Gastric cancer incidence and mortality has fallen dramatically over the last 50 years in many regions, but remains the second most common cancer worldwide. Despite a marked decline in fundic and ...distal tumors, there is a rising incidence of adenocarcinomas of the gastroesophageal junction and gastric cardia, particularly in Western nations. This may imply that there are in fact two diseases differing from each other in epidemiology, etiology, pathology and clinical expression.

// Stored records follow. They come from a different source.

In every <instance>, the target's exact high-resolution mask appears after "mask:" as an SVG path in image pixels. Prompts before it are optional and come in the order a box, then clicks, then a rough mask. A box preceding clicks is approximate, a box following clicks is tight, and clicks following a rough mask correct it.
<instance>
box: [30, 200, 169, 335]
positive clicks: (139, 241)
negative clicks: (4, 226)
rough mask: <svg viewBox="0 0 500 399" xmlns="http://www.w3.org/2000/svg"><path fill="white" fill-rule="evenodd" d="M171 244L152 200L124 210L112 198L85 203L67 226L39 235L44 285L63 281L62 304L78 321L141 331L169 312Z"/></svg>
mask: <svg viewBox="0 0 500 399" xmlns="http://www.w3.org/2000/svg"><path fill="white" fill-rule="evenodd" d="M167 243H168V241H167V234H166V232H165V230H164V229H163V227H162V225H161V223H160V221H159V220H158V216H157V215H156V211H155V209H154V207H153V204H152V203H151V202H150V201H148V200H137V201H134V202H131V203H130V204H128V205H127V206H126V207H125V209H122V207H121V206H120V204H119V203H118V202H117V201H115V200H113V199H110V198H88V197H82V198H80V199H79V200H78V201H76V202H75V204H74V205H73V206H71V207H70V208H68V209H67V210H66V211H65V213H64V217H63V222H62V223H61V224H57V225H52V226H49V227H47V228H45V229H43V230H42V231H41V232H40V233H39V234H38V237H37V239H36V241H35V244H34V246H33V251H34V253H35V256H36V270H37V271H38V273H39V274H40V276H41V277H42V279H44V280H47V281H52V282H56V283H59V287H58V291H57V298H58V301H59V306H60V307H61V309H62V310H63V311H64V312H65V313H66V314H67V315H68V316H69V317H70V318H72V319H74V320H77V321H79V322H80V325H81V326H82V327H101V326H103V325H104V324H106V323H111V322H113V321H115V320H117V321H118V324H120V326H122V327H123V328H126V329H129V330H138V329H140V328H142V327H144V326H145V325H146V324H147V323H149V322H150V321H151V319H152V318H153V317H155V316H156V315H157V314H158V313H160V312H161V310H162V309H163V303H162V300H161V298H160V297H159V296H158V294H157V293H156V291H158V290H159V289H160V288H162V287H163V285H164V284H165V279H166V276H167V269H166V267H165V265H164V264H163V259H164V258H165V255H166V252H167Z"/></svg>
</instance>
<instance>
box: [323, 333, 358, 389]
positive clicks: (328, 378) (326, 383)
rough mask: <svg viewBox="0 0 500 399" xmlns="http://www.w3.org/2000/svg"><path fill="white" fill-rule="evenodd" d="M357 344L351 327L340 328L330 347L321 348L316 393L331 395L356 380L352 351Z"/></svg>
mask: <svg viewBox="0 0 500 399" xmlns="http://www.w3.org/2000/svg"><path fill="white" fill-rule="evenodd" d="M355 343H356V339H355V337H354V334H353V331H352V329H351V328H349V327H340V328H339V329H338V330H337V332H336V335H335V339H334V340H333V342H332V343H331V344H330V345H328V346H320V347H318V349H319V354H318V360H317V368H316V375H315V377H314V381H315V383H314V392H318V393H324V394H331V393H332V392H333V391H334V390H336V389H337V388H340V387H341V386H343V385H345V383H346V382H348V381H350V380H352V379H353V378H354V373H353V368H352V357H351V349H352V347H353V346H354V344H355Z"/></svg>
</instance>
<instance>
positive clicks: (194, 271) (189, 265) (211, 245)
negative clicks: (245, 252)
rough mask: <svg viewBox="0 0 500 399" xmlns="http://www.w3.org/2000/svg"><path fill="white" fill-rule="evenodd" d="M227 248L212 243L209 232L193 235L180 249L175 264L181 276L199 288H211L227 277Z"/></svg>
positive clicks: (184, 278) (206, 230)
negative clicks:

While surgical resection remains the cornerstone of gastric cancer treatment, the optimum extent of nodal resection remains controversial, with randomized studies failing to show that the D2 procedure improves survival when compared with D1 dissection. The high rate of recurrence and poor survival following surgery provides a rationale for the early use of adjuvant treatment. Adjuvant chemotherapy or adjuvant radiotherapy, when used alone, do not improve survival following resection. However, the results of the recent Intergroup 0116 study are promising in showing that the combination of 5-fluorouracil (5-FU)-based chemotherapy with radiotherapy significantly prolongs disease-free and overall survival when compared with no adjuvant treatment. In advanced gastric cancer, chemotherapy enhances quality of life and prolongs survival when compared with best supportive care. There is no agreed standard of treatment in this setting. Of the commonly used regimens, epirubicin plus cisplatin and 5-FU (ECF) probably has the strongest claim to this role. However, there is a pressing need for new agents, both cytotoxic and molecularly targeted, to be assessed in both the advanced and adjuvant settings.